FWIW GPT-3 doesn't really tend to spit out verbatim reproductions of copyrighted books.

4 comments

Copilot spitting out fast inverse square root, verbatim: https://twitter.com/mitsuhiko/status/1410886329924194309

HN discussion: https://news.ycombinator.com/item?id=27710287

I have worked a bit with transformers, the model underlying GPT. They absolutely learn to copy training data, and that’s perfectly normal.

What is happening here is we’re running into exactly what modern ML is NOT capable of: deductive reasoning. It does not think “I need to query the Twitter API for some posts, then filter them. Right, the API works like this…” No. It doesn’t think at all. It is a regression machine. “This sequence begins/looks like something I have seen before, here’s the corresponding output modulo adaptations.”
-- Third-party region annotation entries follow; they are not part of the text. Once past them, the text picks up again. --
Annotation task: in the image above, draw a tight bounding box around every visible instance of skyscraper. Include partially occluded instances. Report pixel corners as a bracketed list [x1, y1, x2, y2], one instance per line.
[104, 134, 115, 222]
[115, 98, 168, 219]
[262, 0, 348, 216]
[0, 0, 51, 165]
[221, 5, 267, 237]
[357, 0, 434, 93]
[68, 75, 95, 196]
ML does not self-reflect, question motives and analyse causes. It’s just a complete lie to suggest otherwise, and to call this “pair programming”? What an absolute joke. It’s a lot like Tesla calling its glorified lane keeping an autopilot.

> FWIW GPT-3 doesn't really tend to spit out verbatim reproductions of copyrighted books.

But it does spit out whole paragraphs at a time. This is easy to test by going to any of the GPT-2/3 playgrounds on-line (e.g. AI Dungeon), and playing with prompts. Very specific prompts work best, but sometimes even with a generic prompt, if you let the model continue on its own past the first output, it might just shunt itself into a path where following the most probable continuations happens to reproduce a substantial portion of some work verbatim.